The Client
The client, situated in Bengaluru, India, is a global leader in the manufacture of bearing and lubrication systems.
The client had separate entities in Bengaluru. The transferor company was engaged in the manufacturing of oil seals, large industrial-size bearings and rendering technical services. It sustained operating losses.
The transferee company was engaged in designing and manufacturing centralized lubrication systems.
Context
The transferor company had made heavy capital investments to manufacture large industrial-size bearings. However, the business did not progress as projected. Furthermore, heavy capital investments and moderate manufacturing of industrial-size bearings resulted in the underutilization of capacities, thereby resulting in the company incurring huge operating losses. The losses made the transferor company's net worth negative.
That necessitated the client to consider the revival of the transferor company. Therefore, Nexdigm was approached to advise and project manage the entire business restructuring process end-to-end as desired by the management in the given timeframe.
Case Highlights
- Conceptualization of restructuring plan
- Advice on allowability of carried forward losses
- Drawing of scheme of amalgamation
- Advice on stamp duty efficient transaction
- Liaised with regulatory authorities for seeking their reports on the merger transaction
Our Approach
The assignment's primary requirement was to assess the existing situation and build a roadmap for business reorganization, which involved complex regulatory issues.
The team ensured adherence to the timelines by closely coordinating with the management, and other stakeholders.

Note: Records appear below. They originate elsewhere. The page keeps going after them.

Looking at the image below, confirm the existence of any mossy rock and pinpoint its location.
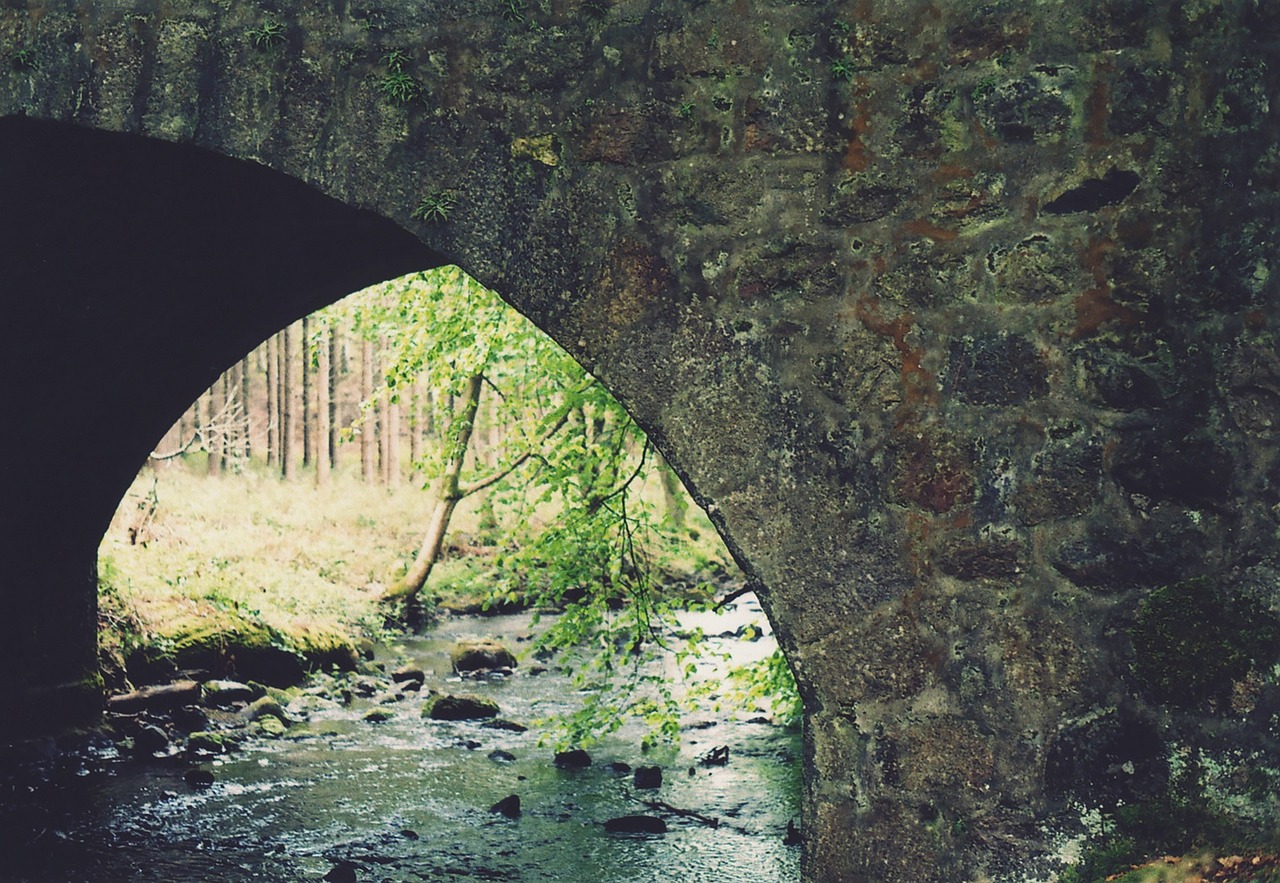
[449,639,516,672]
[284,626,361,672]
[187,729,242,754]
[252,715,289,738]
[422,694,498,720]
[1129,578,1280,708]
[168,613,307,687]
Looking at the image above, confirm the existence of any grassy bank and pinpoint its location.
[99,456,728,683]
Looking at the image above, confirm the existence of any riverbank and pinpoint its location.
[99,456,736,691]
[0,599,800,883]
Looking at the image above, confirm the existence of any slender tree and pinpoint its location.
[205,378,223,475]
[239,356,253,463]
[383,390,401,490]
[315,324,332,488]
[301,316,315,466]
[360,337,378,484]
[280,319,298,481]
[328,321,346,468]
[266,334,280,467]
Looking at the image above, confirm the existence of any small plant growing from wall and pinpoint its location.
[502,0,529,22]
[410,191,458,224]
[378,49,422,104]
[250,15,284,49]
[13,46,37,70]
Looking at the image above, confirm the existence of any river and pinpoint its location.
[0,599,800,883]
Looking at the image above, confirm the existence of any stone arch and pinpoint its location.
[0,0,1280,883]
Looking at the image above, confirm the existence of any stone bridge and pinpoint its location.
[0,0,1280,883]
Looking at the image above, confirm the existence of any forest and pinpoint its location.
[100,267,799,749]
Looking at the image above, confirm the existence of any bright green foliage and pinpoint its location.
[410,191,457,224]
[335,266,795,747]
[731,650,804,726]
[250,17,284,49]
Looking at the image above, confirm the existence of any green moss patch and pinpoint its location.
[1129,578,1280,708]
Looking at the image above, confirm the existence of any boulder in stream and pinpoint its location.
[449,639,516,674]
[489,795,520,819]
[106,681,200,714]
[634,767,662,790]
[201,681,262,708]
[422,694,498,720]
[556,749,591,769]
[604,815,667,834]
[392,663,426,685]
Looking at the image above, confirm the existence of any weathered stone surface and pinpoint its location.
[0,0,1280,883]
[106,681,200,714]
[422,695,498,720]
[449,639,517,672]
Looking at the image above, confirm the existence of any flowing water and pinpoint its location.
[0,600,800,883]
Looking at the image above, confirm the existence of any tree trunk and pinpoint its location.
[218,365,239,472]
[408,380,422,468]
[266,334,280,466]
[298,316,316,466]
[205,379,223,475]
[383,392,399,490]
[280,319,298,481]
[315,323,332,488]
[328,325,346,468]
[239,356,253,463]
[360,339,378,484]
[381,374,484,611]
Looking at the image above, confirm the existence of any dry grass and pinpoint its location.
[99,456,728,642]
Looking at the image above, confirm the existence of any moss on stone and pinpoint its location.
[1129,578,1280,708]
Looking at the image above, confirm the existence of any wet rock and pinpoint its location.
[106,681,200,714]
[182,767,214,791]
[449,640,516,673]
[321,861,360,883]
[480,718,529,733]
[1044,169,1142,215]
[252,717,289,738]
[698,745,728,767]
[241,696,291,724]
[422,694,498,720]
[170,705,209,733]
[187,731,241,754]
[351,677,381,699]
[947,333,1048,404]
[200,681,262,708]
[554,749,591,769]
[392,664,426,688]
[632,767,662,790]
[133,724,169,756]
[604,815,667,834]
[489,795,520,819]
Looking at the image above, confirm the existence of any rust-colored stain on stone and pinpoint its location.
[845,101,876,171]
[1071,238,1140,338]
[902,218,960,242]
[854,296,938,406]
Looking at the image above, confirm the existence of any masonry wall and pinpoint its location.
[0,0,1280,883]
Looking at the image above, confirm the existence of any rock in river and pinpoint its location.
[422,694,498,720]
[604,815,667,834]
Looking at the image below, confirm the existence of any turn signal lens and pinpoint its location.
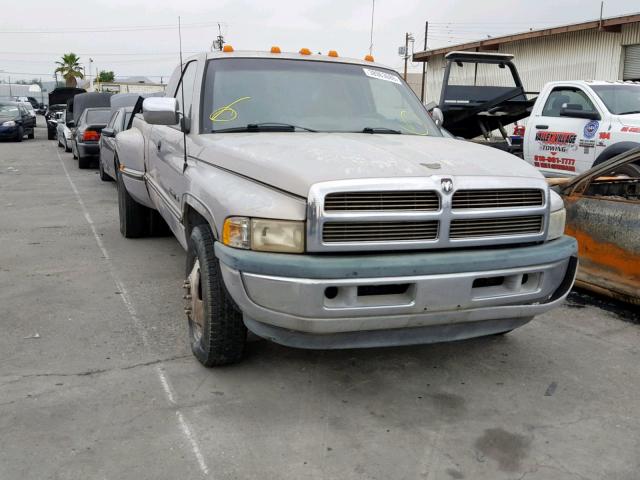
[222,217,251,250]
[82,130,100,142]
[251,218,304,253]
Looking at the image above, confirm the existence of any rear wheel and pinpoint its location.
[184,225,247,367]
[116,170,153,238]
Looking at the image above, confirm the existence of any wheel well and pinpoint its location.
[184,205,215,240]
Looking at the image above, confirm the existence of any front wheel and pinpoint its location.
[184,225,247,367]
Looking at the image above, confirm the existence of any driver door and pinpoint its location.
[526,86,601,176]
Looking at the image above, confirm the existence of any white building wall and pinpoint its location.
[426,23,640,102]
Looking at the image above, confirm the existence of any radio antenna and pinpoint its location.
[178,15,187,173]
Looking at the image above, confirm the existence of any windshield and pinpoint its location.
[202,58,440,136]
[0,105,19,118]
[87,109,111,124]
[591,84,640,115]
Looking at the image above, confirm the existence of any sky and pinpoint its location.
[0,0,640,81]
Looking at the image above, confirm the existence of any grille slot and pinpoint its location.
[449,215,544,239]
[452,188,544,210]
[324,190,440,212]
[322,220,438,243]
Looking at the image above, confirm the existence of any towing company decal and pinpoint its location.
[582,120,600,138]
[535,130,578,153]
[362,68,402,85]
[533,155,576,172]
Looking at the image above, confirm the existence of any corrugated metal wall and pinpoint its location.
[426,23,640,102]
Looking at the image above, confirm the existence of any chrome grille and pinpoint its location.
[449,215,544,239]
[324,190,440,212]
[322,220,438,243]
[452,188,544,210]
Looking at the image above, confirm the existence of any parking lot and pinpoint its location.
[0,117,640,480]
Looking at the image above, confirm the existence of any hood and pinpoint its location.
[190,132,543,198]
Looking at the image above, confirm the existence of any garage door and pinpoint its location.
[622,45,640,80]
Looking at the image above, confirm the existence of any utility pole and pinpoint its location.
[404,32,411,82]
[420,21,429,103]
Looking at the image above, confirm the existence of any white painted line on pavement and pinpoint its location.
[56,150,209,475]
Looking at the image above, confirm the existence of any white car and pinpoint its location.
[55,111,72,152]
[524,80,640,177]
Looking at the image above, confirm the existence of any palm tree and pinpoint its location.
[56,53,84,87]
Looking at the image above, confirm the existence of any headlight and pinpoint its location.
[547,190,567,240]
[222,217,304,253]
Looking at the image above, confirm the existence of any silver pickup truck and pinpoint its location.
[115,48,577,366]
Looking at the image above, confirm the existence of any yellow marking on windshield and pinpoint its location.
[400,110,429,137]
[209,97,251,122]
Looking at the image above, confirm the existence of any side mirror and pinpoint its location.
[560,107,601,120]
[101,128,116,138]
[431,107,444,127]
[142,97,179,125]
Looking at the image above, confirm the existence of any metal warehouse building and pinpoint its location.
[412,14,640,102]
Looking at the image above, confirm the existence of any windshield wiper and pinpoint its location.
[211,122,317,133]
[362,127,402,135]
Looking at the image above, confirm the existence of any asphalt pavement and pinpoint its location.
[0,117,640,480]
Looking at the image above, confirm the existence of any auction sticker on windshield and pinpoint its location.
[362,68,402,85]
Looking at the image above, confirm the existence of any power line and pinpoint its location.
[0,21,226,35]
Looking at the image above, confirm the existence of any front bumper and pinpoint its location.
[216,236,577,348]
[0,126,18,138]
[77,142,100,157]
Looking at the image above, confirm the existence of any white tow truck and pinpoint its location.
[432,52,640,177]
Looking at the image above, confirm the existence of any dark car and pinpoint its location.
[67,107,111,168]
[0,102,36,142]
[44,103,67,140]
[98,107,133,182]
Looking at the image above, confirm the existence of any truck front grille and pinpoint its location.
[452,188,544,210]
[449,215,544,239]
[324,190,440,212]
[322,220,438,243]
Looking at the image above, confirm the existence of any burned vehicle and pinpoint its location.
[44,87,86,140]
[552,148,640,305]
[116,46,577,366]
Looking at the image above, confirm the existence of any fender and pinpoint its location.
[592,142,640,167]
[182,193,219,240]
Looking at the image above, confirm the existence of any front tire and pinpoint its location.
[116,171,153,238]
[185,225,247,367]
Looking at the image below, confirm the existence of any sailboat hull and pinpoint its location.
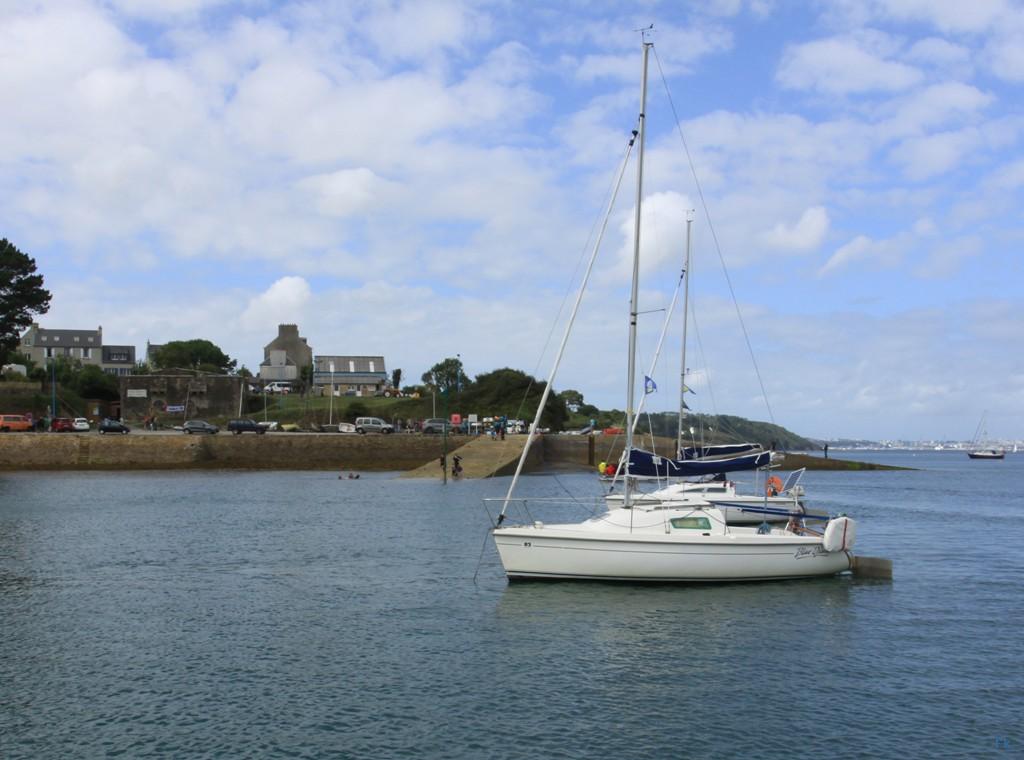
[967,451,1006,459]
[495,526,851,583]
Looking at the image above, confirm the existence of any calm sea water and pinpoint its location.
[0,452,1024,759]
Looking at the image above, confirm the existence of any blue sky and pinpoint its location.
[0,0,1024,438]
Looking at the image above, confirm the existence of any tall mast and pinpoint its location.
[676,211,693,459]
[623,40,652,507]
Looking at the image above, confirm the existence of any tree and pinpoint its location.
[155,339,238,374]
[421,356,467,392]
[558,388,583,409]
[0,238,50,364]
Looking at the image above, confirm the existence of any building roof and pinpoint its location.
[313,356,387,375]
[24,325,103,348]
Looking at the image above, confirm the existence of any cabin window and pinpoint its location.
[669,517,711,531]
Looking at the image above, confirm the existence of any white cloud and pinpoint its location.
[775,33,922,95]
[297,167,388,216]
[860,0,1018,33]
[240,277,311,330]
[985,30,1024,84]
[764,206,828,251]
[601,192,693,284]
[914,237,984,279]
[360,0,485,60]
[905,37,971,67]
[818,235,908,278]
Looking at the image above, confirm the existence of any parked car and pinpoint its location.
[227,420,266,435]
[181,420,220,435]
[0,414,32,433]
[355,417,394,434]
[421,419,452,435]
[96,419,130,435]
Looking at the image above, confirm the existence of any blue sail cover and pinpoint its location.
[629,449,771,477]
[679,444,761,459]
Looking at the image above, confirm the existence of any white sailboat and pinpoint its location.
[493,40,856,582]
[967,411,1007,459]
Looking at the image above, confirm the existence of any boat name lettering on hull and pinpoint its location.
[794,544,828,559]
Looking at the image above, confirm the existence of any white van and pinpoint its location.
[355,417,394,433]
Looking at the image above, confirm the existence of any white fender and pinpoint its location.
[821,517,857,551]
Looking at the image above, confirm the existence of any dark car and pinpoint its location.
[96,420,130,435]
[227,420,266,435]
[181,420,220,435]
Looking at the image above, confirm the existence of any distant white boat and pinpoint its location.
[967,412,1007,459]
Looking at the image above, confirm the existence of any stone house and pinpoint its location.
[18,323,135,375]
[259,325,313,382]
[313,356,388,395]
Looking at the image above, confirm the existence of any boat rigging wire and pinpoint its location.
[651,44,775,424]
[498,132,639,525]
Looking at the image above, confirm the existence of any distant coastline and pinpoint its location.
[0,433,906,471]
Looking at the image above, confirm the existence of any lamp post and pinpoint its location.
[327,362,334,425]
[50,356,57,420]
[441,388,450,483]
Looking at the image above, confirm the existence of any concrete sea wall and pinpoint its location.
[0,432,464,470]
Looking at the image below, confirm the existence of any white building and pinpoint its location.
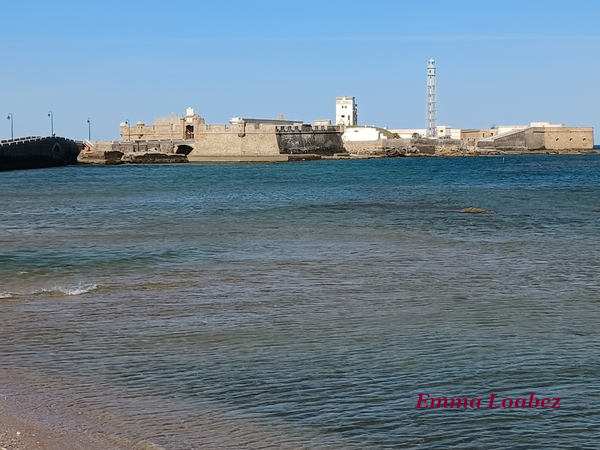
[389,125,460,139]
[335,97,358,127]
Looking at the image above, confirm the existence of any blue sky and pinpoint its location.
[0,0,600,142]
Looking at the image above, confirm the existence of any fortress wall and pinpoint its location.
[477,127,594,153]
[188,125,279,161]
[120,124,183,141]
[277,129,346,156]
[544,127,594,150]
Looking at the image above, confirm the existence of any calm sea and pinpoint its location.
[0,156,600,450]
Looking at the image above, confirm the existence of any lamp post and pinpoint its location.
[48,111,54,136]
[7,113,15,141]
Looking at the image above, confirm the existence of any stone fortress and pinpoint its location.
[78,59,594,164]
[79,97,594,164]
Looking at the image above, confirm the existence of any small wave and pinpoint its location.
[34,283,98,295]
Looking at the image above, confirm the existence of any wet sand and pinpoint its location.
[0,411,124,450]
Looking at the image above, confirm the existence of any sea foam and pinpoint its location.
[33,283,98,295]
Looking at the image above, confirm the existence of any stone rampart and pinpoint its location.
[276,124,346,156]
[344,139,436,157]
[477,127,594,153]
[188,123,279,161]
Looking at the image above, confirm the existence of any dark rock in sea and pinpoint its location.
[121,152,188,164]
[77,150,123,165]
[460,207,496,214]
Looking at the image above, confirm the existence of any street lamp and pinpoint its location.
[7,113,15,141]
[48,111,54,136]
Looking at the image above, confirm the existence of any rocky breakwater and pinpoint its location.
[344,139,436,158]
[0,136,81,171]
[77,143,188,166]
[344,139,490,158]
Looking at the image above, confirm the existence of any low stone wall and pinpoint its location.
[477,127,594,153]
[0,137,81,171]
[344,139,435,157]
[188,127,279,161]
[277,127,346,156]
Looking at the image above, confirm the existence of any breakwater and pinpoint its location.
[0,136,82,171]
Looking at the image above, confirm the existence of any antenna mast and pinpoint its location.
[427,58,437,138]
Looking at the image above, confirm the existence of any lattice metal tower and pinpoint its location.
[427,58,437,138]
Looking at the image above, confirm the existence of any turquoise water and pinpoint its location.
[0,156,600,450]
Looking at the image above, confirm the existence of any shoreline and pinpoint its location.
[0,410,129,450]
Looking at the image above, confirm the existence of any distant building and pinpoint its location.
[335,97,358,127]
[389,125,460,139]
[119,108,204,141]
[342,126,398,142]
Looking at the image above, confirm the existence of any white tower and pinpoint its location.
[335,97,358,127]
[427,58,437,138]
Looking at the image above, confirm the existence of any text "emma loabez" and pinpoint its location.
[415,393,561,409]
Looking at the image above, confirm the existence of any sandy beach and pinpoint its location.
[0,412,123,450]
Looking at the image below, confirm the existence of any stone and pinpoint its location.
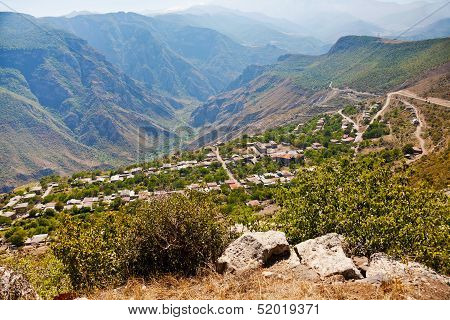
[356,274,389,286]
[294,233,363,280]
[352,256,369,276]
[262,271,285,279]
[0,267,39,300]
[217,231,289,273]
[287,249,320,282]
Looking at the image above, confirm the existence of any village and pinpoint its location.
[0,110,388,248]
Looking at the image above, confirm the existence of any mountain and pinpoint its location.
[201,0,450,43]
[156,10,329,54]
[191,36,450,144]
[0,13,181,190]
[402,18,450,40]
[43,13,286,100]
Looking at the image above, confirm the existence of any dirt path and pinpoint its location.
[402,100,428,163]
[214,147,242,187]
[338,110,364,143]
[394,90,450,108]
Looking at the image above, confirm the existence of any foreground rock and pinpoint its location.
[366,253,450,284]
[217,231,289,273]
[0,267,39,300]
[294,233,363,279]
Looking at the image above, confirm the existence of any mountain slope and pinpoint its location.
[43,13,285,100]
[0,88,101,190]
[191,36,450,144]
[157,11,326,54]
[0,13,180,188]
[402,18,450,40]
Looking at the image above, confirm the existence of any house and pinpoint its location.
[33,203,45,210]
[66,199,81,205]
[13,202,28,214]
[271,153,304,167]
[228,183,239,190]
[119,190,136,198]
[5,196,22,208]
[206,182,220,190]
[246,200,261,207]
[30,186,42,194]
[311,142,323,150]
[45,202,56,210]
[0,211,17,220]
[247,175,261,184]
[25,233,48,246]
[110,174,123,182]
[187,183,200,190]
[341,137,355,143]
[130,167,142,173]
[138,190,152,200]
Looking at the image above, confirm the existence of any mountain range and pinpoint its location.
[42,13,287,100]
[0,13,181,190]
[0,8,450,190]
[191,36,450,144]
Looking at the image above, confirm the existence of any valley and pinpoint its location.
[0,0,450,300]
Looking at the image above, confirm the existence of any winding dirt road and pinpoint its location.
[214,147,242,187]
[338,110,364,143]
[402,100,428,163]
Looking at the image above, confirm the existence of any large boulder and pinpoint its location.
[217,231,289,273]
[0,267,39,300]
[294,233,363,279]
[366,253,449,283]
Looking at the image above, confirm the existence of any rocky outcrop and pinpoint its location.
[0,267,39,300]
[294,233,363,279]
[217,231,289,273]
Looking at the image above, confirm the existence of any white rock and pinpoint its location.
[294,233,363,279]
[217,231,289,273]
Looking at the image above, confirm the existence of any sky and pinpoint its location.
[0,0,442,17]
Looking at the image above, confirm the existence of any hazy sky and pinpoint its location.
[0,0,442,17]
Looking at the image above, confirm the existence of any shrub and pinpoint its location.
[126,194,229,277]
[276,158,450,273]
[53,194,229,290]
[0,250,72,299]
[6,229,27,247]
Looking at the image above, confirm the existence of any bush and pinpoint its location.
[276,158,450,274]
[6,229,27,247]
[0,250,72,299]
[53,194,229,290]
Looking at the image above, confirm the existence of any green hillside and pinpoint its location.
[42,13,285,100]
[0,13,182,185]
[269,36,450,93]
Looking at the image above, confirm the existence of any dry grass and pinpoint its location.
[88,270,450,300]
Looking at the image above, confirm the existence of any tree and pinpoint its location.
[276,156,450,273]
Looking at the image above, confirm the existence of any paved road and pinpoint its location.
[214,147,242,187]
[42,187,53,199]
[402,100,428,163]
[394,90,450,108]
[370,92,397,124]
[338,110,363,143]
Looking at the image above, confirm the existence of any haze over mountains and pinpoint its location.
[0,0,450,190]
[43,13,287,100]
[191,36,450,141]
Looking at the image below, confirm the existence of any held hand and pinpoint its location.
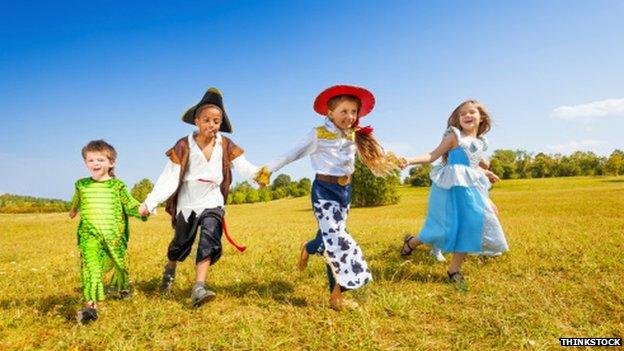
[488,199,498,217]
[253,166,271,189]
[399,156,409,169]
[139,203,149,217]
[483,169,500,184]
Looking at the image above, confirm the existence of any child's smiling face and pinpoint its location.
[84,151,115,181]
[195,106,223,139]
[327,99,358,130]
[459,103,481,134]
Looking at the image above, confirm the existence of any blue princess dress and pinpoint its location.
[418,127,508,253]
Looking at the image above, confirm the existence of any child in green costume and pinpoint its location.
[69,140,147,324]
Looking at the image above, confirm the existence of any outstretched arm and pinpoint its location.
[405,133,457,166]
[139,160,180,215]
[267,130,316,173]
[69,187,80,218]
[119,183,147,221]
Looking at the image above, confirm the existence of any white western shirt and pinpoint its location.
[268,118,356,177]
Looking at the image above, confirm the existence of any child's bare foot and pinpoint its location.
[299,244,310,271]
[76,303,98,324]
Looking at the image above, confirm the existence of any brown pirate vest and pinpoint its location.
[165,136,244,228]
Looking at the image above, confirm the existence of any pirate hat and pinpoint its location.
[314,85,375,117]
[182,88,232,133]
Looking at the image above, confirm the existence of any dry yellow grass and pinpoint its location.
[0,177,624,350]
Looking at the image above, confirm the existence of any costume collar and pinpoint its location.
[188,132,222,149]
[324,117,353,140]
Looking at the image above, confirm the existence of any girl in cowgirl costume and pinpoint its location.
[267,85,399,310]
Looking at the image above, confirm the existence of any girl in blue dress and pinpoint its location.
[401,100,508,288]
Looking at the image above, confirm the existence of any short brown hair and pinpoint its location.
[82,139,117,178]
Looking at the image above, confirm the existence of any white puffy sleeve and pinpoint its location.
[145,160,180,213]
[267,129,317,173]
[232,154,259,179]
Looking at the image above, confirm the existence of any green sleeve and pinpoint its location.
[119,181,147,221]
[69,182,80,211]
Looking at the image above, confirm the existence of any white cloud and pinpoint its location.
[546,139,604,154]
[550,98,624,120]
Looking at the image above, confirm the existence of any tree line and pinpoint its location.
[403,149,624,186]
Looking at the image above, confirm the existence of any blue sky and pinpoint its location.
[0,1,624,199]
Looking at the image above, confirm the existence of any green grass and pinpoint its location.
[0,177,624,350]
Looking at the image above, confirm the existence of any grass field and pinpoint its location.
[0,177,624,350]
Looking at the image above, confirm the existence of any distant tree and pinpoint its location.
[490,150,516,179]
[351,158,399,207]
[570,151,602,175]
[529,152,557,178]
[271,174,291,190]
[604,149,624,175]
[130,178,154,202]
[515,150,532,178]
[556,156,581,177]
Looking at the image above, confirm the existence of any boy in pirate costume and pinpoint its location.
[267,85,399,310]
[140,88,266,307]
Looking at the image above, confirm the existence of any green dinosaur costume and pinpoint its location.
[71,178,147,302]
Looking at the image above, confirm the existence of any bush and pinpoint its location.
[351,157,399,207]
[130,178,154,202]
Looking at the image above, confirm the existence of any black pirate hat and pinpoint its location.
[182,88,232,133]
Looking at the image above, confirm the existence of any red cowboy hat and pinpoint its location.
[314,85,375,117]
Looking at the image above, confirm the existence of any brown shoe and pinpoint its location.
[298,244,310,271]
[329,299,360,311]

Project Management Support
Nexdigm provided support across several phases of the project, including the initiation of the company's merger and merger integration. The team managed the project in the following areas:
Initial Advisory
Nexdigm advised an efficient way to merge the entities, which involved tax and regulatory advice. The advisory involved understanding the objective of the client, perusal of information and detailed evaluation of issues involved in restructuring.
Conceptualization of Merger Option
Nexdigm conceptualized the merger of the transferor company into the transferee company as a reverse merger. This enabled the loss-making company to merge with the profit-making company. The restructuring resulted in the revival of loss-making company and achieved economies of scale. The conceptualization of the reverse merger was finalized after extensively evaluating the available options from tax and regulatory perspectives. This involved drawing up of consolidated projected financials as to test the business case, review of the conditions of tax-neutral merger, stamp duty implications, valuation amongst others
Initiation of Merger Process
The merger process broadly involved determining the share exchange ratio, drafting the scheme of merger, approval of shareholders, application to the Tribunal, holding of creditors meeting, filing of a petition for confirmation of the scheme, procuring reports from regulatory authorities such as the Registrar of Companies, Regional Director, Ministry of Corporate Affairs, verifying exemption notification under Competition Act, 2002, obtaining final approval to the merger from the Tribunal, at Hyderabad Bench and Mumbai Bench and adjudication of stamp duty payable on merger order.
Nexdigm extensively worked with the company's existing consultant to ensure that they were also aligned to project sensitivity and timelines.
Time-bound Merger Process
The project was strictly time-bound due to the timeline set up by the client to consolidate the business to achieve economies of scale.
Critical Issues
The project faced certain issues that involved preparing a strong business case for a reverse merger and obtaining approval from the tribunal. Furthermore, having with regard to the underlying facts, a detailed evaluation to ascertain tax and regulatory impact was inevitable.
Nexdigm represented the Company before regulatory authorities to obtain their clean reports and satisfied all their observations on the proposal, including a rationale for the merger, protection of creditors' interest, and stated that the scheme is in compliance with the applicable laws.
Impact
Nexdigm's overall project management approach helped achieve the management's objective of completing the project within the desired timeline, delivering to the management's expectations.
The structure brought substantial tax savings due to carried forward losses. The merger ensured the revival of prospects of a loss-making company and offered an optimum product mix for the customers.
Our Project Management service helped the client complete the transaction from various perspectives successfully.